Elbette bu tabloların orijinal olup olmadığı uzmanlarca kontrol ediliyor. Peki Wolfgang bunu nasıl aşıyor? İki şekilde: Birincisi tekniği asıl ressamdan ayırtedilemeyecek kadar iyi. İkincisi karısı Helena'nın başrol oynadığı bir hikaye uyduruyorlar. Karı koca kurguladıkları öykü şu: Helena dedesinin önemli bir resim koleksiyonu olduğunu, bunu Naziler iktidara gelince sakladığını, ölünce de kendisine geçtiğini söylüyor. Burada çok disiplinli bir çalışma yapıyorlar. Söz gelimi antikacılardan eski tuval ve diğer malzemeleri bulup bunları kullanarak resim yapıyorlar. Resimleri titizlikle eskitiyorlar. Hatta Helena'yı makyaj ve dönem kıyafetleriyle ninesi kılığına sokup antika bir kamerayla fotoğrafını bile çekiyorlar.

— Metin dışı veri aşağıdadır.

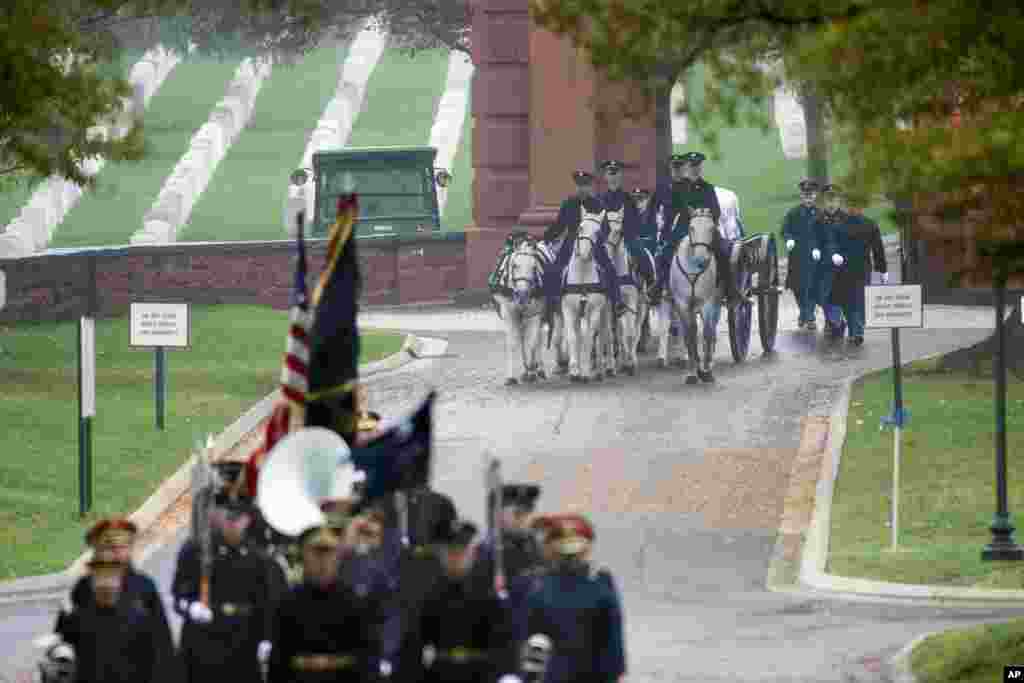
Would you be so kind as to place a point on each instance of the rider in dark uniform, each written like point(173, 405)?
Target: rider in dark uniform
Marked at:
point(569, 215)
point(462, 619)
point(577, 605)
point(616, 199)
point(801, 243)
point(687, 191)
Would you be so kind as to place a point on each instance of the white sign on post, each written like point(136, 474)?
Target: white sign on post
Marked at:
point(894, 306)
point(160, 325)
point(88, 351)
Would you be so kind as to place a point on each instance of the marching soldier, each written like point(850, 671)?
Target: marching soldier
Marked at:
point(115, 640)
point(569, 215)
point(323, 631)
point(615, 199)
point(801, 237)
point(112, 540)
point(688, 191)
point(858, 242)
point(577, 606)
point(462, 619)
point(228, 637)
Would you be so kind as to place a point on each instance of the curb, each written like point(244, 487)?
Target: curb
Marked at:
point(45, 587)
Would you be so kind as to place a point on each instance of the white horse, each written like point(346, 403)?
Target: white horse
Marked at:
point(584, 299)
point(554, 332)
point(519, 296)
point(694, 290)
point(619, 342)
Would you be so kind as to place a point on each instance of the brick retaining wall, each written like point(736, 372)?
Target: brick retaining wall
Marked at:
point(58, 286)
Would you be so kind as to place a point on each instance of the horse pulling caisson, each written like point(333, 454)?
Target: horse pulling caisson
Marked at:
point(600, 286)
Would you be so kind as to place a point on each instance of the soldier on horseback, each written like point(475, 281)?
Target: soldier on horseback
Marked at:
point(615, 199)
point(689, 191)
point(569, 215)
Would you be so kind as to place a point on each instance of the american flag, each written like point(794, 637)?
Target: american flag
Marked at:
point(294, 373)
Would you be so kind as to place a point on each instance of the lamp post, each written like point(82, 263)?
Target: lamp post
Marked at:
point(1003, 546)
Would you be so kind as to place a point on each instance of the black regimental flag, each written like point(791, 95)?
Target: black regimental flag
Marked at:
point(334, 341)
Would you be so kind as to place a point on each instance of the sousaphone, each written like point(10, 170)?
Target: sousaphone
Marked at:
point(305, 468)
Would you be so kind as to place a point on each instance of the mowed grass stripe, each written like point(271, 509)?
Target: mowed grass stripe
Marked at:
point(246, 195)
point(115, 211)
point(235, 360)
point(753, 166)
point(401, 100)
point(17, 195)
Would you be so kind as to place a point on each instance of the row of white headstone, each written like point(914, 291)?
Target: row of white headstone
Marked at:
point(32, 230)
point(207, 147)
point(335, 124)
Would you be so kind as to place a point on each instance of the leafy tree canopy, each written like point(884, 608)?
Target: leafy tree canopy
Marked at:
point(928, 94)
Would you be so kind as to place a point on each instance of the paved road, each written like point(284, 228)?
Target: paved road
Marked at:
point(685, 485)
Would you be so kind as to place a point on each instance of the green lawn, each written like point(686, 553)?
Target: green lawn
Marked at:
point(753, 166)
point(976, 654)
point(401, 99)
point(15, 196)
point(246, 195)
point(459, 211)
point(946, 497)
point(115, 211)
point(233, 363)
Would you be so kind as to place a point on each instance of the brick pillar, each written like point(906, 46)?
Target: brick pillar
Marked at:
point(563, 127)
point(501, 130)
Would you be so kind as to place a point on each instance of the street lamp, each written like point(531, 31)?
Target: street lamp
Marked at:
point(1003, 546)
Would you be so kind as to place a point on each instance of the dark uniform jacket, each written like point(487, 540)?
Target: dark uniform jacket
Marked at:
point(122, 644)
point(244, 586)
point(462, 621)
point(679, 198)
point(579, 608)
point(799, 225)
point(858, 240)
point(324, 636)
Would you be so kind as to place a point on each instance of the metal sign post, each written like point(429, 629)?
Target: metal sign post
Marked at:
point(160, 326)
point(86, 410)
point(895, 306)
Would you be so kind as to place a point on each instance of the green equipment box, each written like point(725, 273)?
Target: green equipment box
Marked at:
point(396, 186)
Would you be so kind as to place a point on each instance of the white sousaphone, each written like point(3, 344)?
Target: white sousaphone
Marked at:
point(304, 468)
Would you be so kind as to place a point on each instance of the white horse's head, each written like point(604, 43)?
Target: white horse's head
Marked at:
point(525, 271)
point(702, 228)
point(590, 226)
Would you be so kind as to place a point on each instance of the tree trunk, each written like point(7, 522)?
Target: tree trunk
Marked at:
point(663, 132)
point(817, 145)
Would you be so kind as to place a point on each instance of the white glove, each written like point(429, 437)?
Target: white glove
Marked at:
point(200, 613)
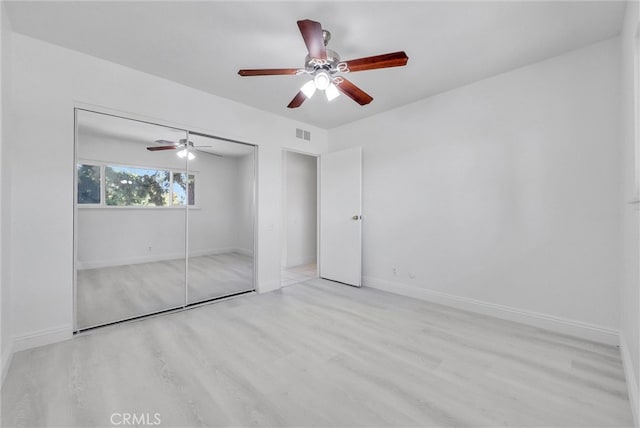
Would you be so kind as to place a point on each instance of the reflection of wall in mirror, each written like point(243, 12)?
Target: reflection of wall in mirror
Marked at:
point(112, 237)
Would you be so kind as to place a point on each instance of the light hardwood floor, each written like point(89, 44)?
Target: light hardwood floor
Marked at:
point(295, 274)
point(115, 293)
point(320, 354)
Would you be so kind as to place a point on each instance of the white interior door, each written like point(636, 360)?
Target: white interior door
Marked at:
point(340, 216)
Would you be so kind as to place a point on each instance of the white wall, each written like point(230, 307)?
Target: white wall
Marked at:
point(301, 208)
point(630, 295)
point(50, 81)
point(502, 196)
point(5, 192)
point(117, 236)
point(244, 209)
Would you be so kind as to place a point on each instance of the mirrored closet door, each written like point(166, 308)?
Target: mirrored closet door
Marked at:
point(163, 219)
point(220, 261)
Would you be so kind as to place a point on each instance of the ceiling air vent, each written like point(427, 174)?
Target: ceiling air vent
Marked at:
point(303, 134)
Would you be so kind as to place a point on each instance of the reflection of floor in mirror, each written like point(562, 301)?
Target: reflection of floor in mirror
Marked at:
point(120, 292)
point(296, 274)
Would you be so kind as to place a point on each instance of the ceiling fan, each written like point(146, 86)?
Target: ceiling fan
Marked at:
point(326, 68)
point(181, 144)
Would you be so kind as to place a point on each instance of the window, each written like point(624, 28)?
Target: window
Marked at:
point(135, 187)
point(88, 184)
point(180, 189)
point(126, 186)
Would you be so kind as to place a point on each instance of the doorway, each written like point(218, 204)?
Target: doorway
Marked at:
point(299, 260)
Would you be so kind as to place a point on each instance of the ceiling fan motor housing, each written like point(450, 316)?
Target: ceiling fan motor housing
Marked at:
point(330, 64)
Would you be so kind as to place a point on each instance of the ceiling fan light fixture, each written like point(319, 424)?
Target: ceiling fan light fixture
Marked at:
point(332, 92)
point(308, 89)
point(184, 153)
point(322, 80)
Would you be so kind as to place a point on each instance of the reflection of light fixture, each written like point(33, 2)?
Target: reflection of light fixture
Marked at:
point(183, 153)
point(323, 82)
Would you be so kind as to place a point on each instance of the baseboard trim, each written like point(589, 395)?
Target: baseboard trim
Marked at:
point(266, 287)
point(42, 337)
point(630, 377)
point(549, 322)
point(7, 356)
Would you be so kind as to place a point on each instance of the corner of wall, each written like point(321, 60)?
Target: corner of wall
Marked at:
point(632, 386)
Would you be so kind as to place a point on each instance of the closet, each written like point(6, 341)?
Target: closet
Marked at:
point(164, 218)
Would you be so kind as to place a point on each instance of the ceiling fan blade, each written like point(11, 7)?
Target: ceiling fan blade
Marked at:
point(297, 100)
point(268, 71)
point(355, 93)
point(312, 35)
point(167, 142)
point(153, 149)
point(209, 153)
point(395, 59)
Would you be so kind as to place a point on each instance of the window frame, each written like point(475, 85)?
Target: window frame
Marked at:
point(103, 189)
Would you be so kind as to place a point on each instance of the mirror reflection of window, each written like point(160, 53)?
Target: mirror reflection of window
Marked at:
point(140, 188)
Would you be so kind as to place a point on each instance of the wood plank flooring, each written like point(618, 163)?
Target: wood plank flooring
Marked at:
point(115, 293)
point(320, 354)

Bu sahte koleksiyonda yer alan tabloları uzun yıllar (40 yıl) milyonlarca Dolar'a satarak inanılmaz bir hayat yaşıyorlar.
Ve sonra aptalca bir hatayla kendilerini hapiste buluyorlar. Bir tabloya ilişkin testlerde kullandıkları boyalarda titanyum bulunuyor. Halbuki o dönem boyalarda bu element kullanılmıyor. Gerisi çorap söküğü gibi geliyor. Wolfgang altı, karısı dört yıl hapis yatıyor.
Peki sahtekarlığın boyutu ne? Dedektifler 36 tablodan 46 milyon Dolar (100 milyon TL!) kazandığını tespit etmişler. Wolfgang "300 tane sattım" diyor, hesabı siz yapın.
Ancak bu arada Wolfgang sanat çevrelerinde inanılmaz ünleniyor. Cezasını tamamlayıp hapisten çıkınca bu ününün sayesinde artık kendi imzasıyla resim yapmaya başlıyor.